Für mich ist das verbindende Element die Entwicklung des Lebensraums, demjenigen der Wölfe und unserem eigenen. Diese Aspekte spiegeln sich auch in anderen Geschichten, die Sie im Film erzählen. 
Beat Oswald: Das ist einer von vielen Prozessen, die bei mir auch stattgefunden haben. Die simple Frage, wer zuerst da war. Die Zeitachse spielt eine grosse Rolle. Das Tal war schon immer der Lebensraum der Tiere und irgendwann wurde dann das Dorf gebaut. Im Film kommt immer wieder etwas dazu. Das war das Schnittkonzept von Cutterin Lena Hatebur. Sie wollte, dass es stets ein Rädchen weitergeht und man am Schluss sieht, wie alles zusammenhängt. Mit diesem Konzept hat sie die Entwicklung der Geschichte massgeblich beeinflusst. 


Lena Hatebur ist zudem auch als Co-Regisseurin aufgeführt, genauso wie Samuel Weniger. Wie haben Sie sich kennengelernt, da Sie selbst ursprünglich nicht Film studiert haben? 
Beat Oswald: Das stimmt. Ich habe zuerst das Lehrerseminar in Kreuzlingen besucht, dort traf ich Samuel Weniger. Er hat danach in Luzern Film studiert, ich Ethnologie und Publizistik in Zürich. Für ein Kurzfilmprojekt habe ich Samuel dann wieder kontaktiert. Lena Hatebur lernte ich durch das Cinema Luna kennen, als ich dort eine Essay-Filmreihe kuratiert habe und ein von ihr geschnittener Film in diesem Rahmen gezeigt wurde. Als Samuel und ich dann an unserer ersten Langfilm-Dokumentation «Golden Age» arbeiteten – über eine Luxus-Altersresidenz in Florida – habe ich Lena als Cutterin mit an Bord geholt.

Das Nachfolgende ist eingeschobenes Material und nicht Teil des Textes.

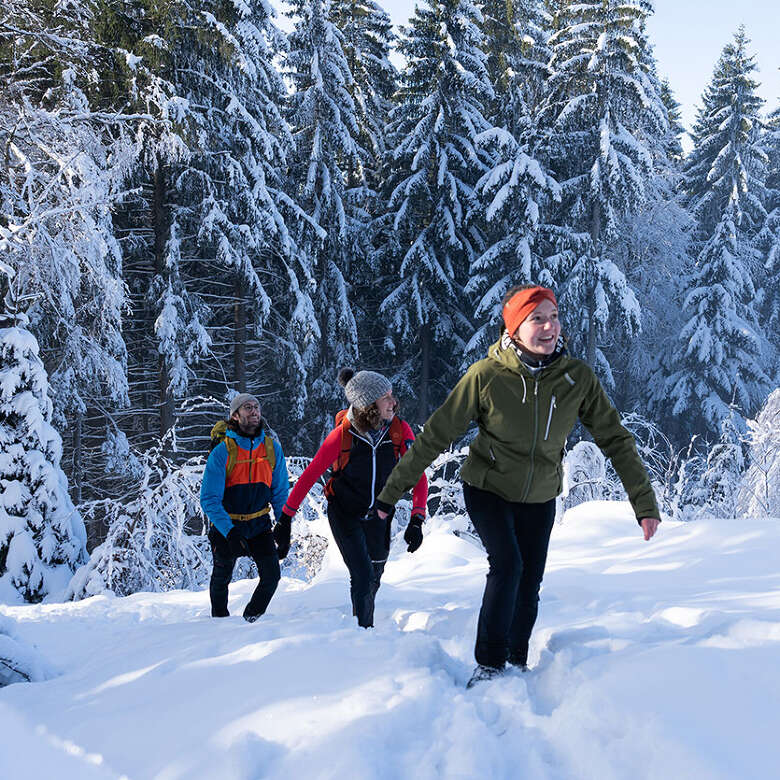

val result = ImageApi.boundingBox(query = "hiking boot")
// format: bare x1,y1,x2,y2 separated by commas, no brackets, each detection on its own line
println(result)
243,613,261,623
466,664,504,688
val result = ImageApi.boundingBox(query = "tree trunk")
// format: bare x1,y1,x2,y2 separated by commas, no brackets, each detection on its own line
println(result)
418,322,431,423
586,290,598,368
153,157,175,440
586,201,602,367
233,275,247,391
72,412,83,505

Wie kommt man als Ethnologe zum Film? 
Beat Oswald: Während meines Studiums konnte ich ein Filmprojekt in Grönland begleiten, das war die Weichenstellung. Noch vorher war ich Teil einer Metalcore-Band und habe das sehr intensiv gelebt. Dann hatte ich einen Hörsturz – was das Ende bedeutete für meine erste Liebe, die Musik. Meine Liebe zur Kunst gedieh aber weiter, und da ich schon immer Gedichte und Lyrics geschrieben habe, entwickelte sich dann langsam die Liebe zur Literatur und Film.  


In «Tamina» taucht am Anfang kein Wolf auf, sondern erstmal ein ausgestopfter Hase. Was hat es damit auf sich? 
Beat Oswald: Der Hase heisst Johannes. Im Johannes-Evangelium wird die Apokalypse angesprochen. Es gibt dort eine Stelle, an der es sinngemäss heisst, dass die Zeit der Teufel ist. Sprich, dass wir – je stärker wir das Gefühl haben, auf das Ende zuzusteuern – immer in Versuchung sind, schlechte Entscheidungen zu treffen. Diese Dualität zwischen Zeit und Moral ist gerade hinsichtlich des Klimawandels absolut zentral. Dafür steht der Hase als Metapher. 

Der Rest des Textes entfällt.